Patch "md: always clear ->safemode when md_check_recovery gets the mddev lock." has been added to the 4.12-stable tree

<gregkh@xxxxxxxxxxxxxxxxxxx> · Fri, 18 Aug 2017 16:38:25 -0700

This is a note to let you know that I've just added the patch titled

    md: always clear ->safemode when md_check_recovery gets the mddev lock.

to the 4.12-stable tree which can be found at:
    http://www.kernel.org/git/?p=linux/kernel/git/stable/stable-queue.git;a=summary

The filename of the patch is:
     md-always-clear-safemode-when-md_check_recovery-gets-the-mddev-lock.patch
and it can be found in the queue-4.12 subdirectory.
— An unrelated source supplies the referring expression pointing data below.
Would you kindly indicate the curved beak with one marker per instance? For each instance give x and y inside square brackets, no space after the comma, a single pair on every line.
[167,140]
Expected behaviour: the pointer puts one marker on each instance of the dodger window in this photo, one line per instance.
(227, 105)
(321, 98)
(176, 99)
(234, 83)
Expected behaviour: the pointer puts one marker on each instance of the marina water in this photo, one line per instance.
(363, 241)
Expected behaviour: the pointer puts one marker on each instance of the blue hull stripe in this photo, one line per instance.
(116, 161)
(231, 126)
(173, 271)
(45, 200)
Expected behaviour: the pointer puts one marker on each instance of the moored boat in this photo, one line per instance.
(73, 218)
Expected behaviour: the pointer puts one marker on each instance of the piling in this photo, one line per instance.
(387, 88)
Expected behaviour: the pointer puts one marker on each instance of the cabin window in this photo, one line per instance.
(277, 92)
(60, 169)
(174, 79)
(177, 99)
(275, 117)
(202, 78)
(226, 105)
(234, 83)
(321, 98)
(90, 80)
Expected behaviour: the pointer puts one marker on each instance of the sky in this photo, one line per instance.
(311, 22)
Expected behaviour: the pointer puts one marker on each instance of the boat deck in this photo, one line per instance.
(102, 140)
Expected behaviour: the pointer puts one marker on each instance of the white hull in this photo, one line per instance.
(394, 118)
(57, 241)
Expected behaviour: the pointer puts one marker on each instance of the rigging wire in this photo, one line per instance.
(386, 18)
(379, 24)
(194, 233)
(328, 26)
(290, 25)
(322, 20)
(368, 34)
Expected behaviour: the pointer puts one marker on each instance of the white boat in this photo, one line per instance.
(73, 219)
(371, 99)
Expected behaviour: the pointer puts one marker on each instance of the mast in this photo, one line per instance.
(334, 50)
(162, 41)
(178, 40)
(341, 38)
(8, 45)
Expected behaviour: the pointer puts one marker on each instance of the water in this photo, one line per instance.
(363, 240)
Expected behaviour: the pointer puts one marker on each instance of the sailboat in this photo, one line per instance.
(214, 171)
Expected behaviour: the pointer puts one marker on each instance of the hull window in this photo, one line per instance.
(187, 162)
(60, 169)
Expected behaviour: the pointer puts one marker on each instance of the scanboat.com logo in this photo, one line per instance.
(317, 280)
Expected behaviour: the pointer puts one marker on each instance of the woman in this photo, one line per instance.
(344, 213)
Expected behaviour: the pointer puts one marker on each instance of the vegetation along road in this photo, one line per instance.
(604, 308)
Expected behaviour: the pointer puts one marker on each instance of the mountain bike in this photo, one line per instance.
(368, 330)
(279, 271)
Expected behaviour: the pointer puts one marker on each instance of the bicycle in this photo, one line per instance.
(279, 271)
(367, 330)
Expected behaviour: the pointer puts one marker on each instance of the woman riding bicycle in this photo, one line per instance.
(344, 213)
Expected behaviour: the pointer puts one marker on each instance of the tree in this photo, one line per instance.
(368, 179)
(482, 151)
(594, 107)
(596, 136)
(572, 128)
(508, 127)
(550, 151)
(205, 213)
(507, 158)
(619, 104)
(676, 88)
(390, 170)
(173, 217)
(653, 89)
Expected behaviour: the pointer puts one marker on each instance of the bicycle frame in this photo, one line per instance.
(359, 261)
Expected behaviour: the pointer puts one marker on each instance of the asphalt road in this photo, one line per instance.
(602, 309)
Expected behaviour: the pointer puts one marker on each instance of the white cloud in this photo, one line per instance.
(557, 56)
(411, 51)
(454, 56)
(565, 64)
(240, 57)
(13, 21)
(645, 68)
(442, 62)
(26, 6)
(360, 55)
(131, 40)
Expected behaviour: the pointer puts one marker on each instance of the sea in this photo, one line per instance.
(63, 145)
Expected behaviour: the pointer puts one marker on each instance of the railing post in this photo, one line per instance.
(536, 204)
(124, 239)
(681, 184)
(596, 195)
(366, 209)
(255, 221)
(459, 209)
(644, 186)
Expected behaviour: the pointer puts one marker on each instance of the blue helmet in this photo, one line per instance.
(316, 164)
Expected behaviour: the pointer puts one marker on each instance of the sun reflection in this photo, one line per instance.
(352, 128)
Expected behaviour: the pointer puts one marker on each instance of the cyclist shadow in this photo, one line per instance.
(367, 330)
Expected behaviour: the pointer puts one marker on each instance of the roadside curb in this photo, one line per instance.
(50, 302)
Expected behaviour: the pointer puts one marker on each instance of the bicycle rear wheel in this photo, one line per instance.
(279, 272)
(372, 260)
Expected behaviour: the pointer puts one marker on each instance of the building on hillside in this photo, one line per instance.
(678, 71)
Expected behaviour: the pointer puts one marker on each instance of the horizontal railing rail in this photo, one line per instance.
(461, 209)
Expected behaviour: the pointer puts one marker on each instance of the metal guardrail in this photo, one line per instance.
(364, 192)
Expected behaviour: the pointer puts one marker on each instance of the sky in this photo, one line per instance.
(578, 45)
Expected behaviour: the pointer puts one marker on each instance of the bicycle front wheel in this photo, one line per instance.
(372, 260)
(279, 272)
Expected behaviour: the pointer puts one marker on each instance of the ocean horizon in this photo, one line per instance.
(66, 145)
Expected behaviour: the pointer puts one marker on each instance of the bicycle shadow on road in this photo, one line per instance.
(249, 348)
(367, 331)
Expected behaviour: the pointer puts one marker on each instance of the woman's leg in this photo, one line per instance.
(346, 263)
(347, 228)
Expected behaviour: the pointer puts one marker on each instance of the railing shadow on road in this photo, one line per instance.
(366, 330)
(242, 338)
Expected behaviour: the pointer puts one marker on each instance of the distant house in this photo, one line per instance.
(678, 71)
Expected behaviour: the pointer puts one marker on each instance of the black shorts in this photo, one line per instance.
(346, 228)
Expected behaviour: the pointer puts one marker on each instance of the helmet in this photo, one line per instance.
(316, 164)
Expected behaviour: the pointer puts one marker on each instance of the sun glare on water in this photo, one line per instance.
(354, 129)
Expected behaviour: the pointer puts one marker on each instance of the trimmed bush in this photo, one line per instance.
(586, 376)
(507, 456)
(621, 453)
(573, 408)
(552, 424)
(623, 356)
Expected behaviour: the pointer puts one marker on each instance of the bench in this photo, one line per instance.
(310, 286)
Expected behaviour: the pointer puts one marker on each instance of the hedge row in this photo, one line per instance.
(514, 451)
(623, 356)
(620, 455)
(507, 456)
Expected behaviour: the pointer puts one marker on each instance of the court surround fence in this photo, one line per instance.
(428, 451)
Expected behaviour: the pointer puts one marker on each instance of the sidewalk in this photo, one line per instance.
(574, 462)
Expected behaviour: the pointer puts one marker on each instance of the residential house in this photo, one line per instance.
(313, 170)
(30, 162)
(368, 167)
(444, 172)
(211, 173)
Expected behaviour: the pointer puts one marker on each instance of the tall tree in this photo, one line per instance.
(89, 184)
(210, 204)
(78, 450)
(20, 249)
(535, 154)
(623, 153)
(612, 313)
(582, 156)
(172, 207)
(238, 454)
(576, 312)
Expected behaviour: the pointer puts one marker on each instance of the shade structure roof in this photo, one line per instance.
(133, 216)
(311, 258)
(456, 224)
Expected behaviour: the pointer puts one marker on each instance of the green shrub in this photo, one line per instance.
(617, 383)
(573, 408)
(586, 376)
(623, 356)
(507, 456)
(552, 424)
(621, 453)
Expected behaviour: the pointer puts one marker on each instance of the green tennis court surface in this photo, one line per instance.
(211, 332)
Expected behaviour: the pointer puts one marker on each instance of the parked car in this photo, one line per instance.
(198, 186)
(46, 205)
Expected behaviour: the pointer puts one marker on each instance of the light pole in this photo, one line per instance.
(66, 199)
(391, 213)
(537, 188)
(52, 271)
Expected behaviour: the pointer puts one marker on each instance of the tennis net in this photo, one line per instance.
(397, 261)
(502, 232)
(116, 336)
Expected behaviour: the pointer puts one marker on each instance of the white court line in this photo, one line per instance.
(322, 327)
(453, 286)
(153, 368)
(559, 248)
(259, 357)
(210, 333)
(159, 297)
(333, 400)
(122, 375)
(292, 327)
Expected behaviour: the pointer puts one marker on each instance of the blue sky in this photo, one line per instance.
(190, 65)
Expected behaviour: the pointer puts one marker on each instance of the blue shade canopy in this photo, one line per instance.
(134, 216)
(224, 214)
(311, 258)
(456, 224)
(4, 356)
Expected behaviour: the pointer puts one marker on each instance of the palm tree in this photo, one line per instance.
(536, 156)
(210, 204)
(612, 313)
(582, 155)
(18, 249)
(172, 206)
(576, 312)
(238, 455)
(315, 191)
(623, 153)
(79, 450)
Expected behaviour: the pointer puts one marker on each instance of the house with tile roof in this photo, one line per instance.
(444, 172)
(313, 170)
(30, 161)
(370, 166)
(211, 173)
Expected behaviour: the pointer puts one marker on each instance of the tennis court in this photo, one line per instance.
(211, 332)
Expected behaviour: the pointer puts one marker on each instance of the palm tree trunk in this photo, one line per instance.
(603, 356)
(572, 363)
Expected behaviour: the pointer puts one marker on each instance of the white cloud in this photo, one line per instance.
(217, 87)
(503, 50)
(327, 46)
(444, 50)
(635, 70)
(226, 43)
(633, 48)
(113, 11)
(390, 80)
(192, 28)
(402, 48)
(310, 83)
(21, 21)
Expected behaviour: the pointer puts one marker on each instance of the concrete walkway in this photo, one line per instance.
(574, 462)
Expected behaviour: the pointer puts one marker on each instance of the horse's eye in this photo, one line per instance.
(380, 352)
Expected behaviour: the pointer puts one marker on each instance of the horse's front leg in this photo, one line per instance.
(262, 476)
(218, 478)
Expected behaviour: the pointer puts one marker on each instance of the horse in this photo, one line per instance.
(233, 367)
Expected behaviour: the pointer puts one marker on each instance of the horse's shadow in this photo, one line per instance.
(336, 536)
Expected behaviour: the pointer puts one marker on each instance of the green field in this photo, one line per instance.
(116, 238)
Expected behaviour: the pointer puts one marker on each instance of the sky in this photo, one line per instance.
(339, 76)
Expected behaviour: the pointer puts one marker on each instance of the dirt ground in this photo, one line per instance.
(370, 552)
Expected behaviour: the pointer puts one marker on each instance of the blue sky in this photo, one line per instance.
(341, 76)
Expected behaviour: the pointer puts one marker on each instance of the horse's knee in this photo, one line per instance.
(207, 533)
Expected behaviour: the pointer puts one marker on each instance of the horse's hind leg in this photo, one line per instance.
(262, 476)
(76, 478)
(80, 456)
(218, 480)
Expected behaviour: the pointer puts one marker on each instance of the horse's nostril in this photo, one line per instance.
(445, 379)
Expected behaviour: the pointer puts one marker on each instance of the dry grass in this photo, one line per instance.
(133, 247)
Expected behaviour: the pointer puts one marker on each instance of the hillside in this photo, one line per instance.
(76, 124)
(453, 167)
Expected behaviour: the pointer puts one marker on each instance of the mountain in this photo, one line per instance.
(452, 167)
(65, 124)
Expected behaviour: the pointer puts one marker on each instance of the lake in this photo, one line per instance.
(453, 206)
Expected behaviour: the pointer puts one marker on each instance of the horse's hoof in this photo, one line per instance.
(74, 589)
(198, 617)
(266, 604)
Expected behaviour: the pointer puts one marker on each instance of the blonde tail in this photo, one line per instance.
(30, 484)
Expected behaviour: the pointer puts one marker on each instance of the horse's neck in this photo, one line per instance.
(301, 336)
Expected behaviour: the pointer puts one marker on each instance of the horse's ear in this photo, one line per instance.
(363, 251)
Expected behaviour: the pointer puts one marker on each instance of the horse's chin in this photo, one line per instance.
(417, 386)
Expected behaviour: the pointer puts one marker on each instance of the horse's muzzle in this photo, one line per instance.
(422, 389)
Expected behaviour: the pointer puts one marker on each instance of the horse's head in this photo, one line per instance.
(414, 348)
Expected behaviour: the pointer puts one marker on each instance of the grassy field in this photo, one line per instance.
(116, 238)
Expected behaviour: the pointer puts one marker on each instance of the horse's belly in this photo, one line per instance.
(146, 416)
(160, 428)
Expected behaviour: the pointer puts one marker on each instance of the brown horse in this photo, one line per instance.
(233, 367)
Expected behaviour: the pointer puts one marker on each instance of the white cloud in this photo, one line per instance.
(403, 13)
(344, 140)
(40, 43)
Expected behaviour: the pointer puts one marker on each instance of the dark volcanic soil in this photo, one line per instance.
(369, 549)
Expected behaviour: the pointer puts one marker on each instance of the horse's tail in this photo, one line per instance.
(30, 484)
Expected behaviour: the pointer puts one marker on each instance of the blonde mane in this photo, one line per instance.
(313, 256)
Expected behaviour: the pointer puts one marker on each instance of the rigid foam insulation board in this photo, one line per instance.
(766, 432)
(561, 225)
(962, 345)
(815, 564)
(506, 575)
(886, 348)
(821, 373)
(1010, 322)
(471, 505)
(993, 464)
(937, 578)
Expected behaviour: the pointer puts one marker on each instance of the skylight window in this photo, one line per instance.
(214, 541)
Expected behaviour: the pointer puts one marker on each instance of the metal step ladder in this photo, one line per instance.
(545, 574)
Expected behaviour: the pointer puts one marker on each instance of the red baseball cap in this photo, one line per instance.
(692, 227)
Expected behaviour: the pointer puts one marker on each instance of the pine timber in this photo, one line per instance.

If you, or anyone else, feels it should not be added to the stable tree,
please let <stable@xxxxxxxxxxxxxxx> know about it.


>From 33182d15c6bf182f7ae32a66ea4a547d979cd6d7 Mon Sep 17 00:00:00 2001
From: NeilBrown <neilb@xxxxxxxx>
Date: Tue, 8 Aug 2017 16:56:36 +1000
Subject: md: always clear ->safemode when md_check_recovery gets the mddev lock.

From: NeilBrown <neilb@xxxxxxxx>

commit 33182d15c6bf182f7ae32a66ea4a547d979cd6d7 upstream.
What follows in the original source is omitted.